Il était évident que ces Papouas avaient eu déjà des relations avec les Européens, et qu’ils connaissaient leurs navires. Mais ce long cylindre de fer allongé dans la baie, sans mâts, sans cheminée, que devaient-ils en penser ? Rien de bon, car ils s’en étaient d’abord tenus à distance respectueuse. Cependant, Le voyant immobile, ils reprenaient peu à peu confiance, et cherchaient à se familiariser avec lui. Or, c’était précisément cette familiarité qu’il fallait empêcher. Nos armes, auxquelles la détonation manquait, ne pouvaient produire qu’un effet médiocre sur ces indigènes, qui n’ont de respect que pour les engins bruyants.
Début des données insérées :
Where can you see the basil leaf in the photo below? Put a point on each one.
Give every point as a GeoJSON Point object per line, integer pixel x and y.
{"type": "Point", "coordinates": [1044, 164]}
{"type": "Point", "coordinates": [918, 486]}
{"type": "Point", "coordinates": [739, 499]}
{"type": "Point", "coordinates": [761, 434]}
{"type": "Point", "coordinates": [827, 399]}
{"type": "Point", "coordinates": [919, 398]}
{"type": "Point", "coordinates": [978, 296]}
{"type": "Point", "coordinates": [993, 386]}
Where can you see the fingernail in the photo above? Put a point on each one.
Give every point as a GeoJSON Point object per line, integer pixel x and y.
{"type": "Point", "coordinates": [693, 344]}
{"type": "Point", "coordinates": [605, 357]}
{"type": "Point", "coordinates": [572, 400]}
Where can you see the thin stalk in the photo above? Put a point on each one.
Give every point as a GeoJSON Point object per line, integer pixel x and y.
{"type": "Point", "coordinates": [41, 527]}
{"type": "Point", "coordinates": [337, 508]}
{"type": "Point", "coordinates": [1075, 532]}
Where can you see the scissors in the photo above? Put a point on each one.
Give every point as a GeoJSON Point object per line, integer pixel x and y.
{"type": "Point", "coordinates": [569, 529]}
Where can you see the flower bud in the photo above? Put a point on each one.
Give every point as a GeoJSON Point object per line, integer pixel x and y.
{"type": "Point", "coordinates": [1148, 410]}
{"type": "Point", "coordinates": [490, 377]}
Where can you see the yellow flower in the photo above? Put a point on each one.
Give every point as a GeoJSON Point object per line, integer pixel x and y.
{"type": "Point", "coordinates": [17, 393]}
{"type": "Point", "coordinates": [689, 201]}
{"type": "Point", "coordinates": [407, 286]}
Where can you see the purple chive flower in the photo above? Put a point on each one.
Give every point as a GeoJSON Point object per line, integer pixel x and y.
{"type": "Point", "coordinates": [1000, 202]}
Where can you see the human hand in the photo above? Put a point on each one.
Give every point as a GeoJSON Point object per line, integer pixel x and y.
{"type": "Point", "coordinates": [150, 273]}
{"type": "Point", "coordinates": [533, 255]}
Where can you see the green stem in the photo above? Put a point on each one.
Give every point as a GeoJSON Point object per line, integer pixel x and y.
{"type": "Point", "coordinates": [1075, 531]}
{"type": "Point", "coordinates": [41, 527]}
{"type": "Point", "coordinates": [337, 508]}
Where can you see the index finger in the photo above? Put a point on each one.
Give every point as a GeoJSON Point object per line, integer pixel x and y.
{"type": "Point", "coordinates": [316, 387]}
La foudre, sans les roulements du tonnerre, effraierait peu les hommes, bien que le danger soit dans l’éclair, non dans le bruit.

En ce moment, les pirogues s’approchèrent plus près du Nautilus, et une nuée de flèches s’abattit sur lui.

« Diable ! il grêle ! dit Conseil, et peut-être une grêle empoisonnée !

— Il faut prévenir le capitaine Nemo », dis-je en rentrant par le panneau.

Je descendis au salon. Je n’y trouvai personne. Je me hasardai à frapper à la porte qui s’ouvrait sur la chambre du capitaine.

Un « entrez » me répondit. J’entrai, et je trouvai le capitaine Nemo plongé dans un calcul où les x et autres signes algébriques ne manquaient pas.

« Je vous dérange ? dis-je par politesse.

— En effet, monsieur Aronnax, me répondit le capitaine, mais je pense que vous avez eu des raisons sérieuses de me voir ?

— Très-sérieuses. Les pirogues des naturels nous entourent, et, dans quelques minutes, nous serons certainement assaillis par plusieurs centaines de sauvages.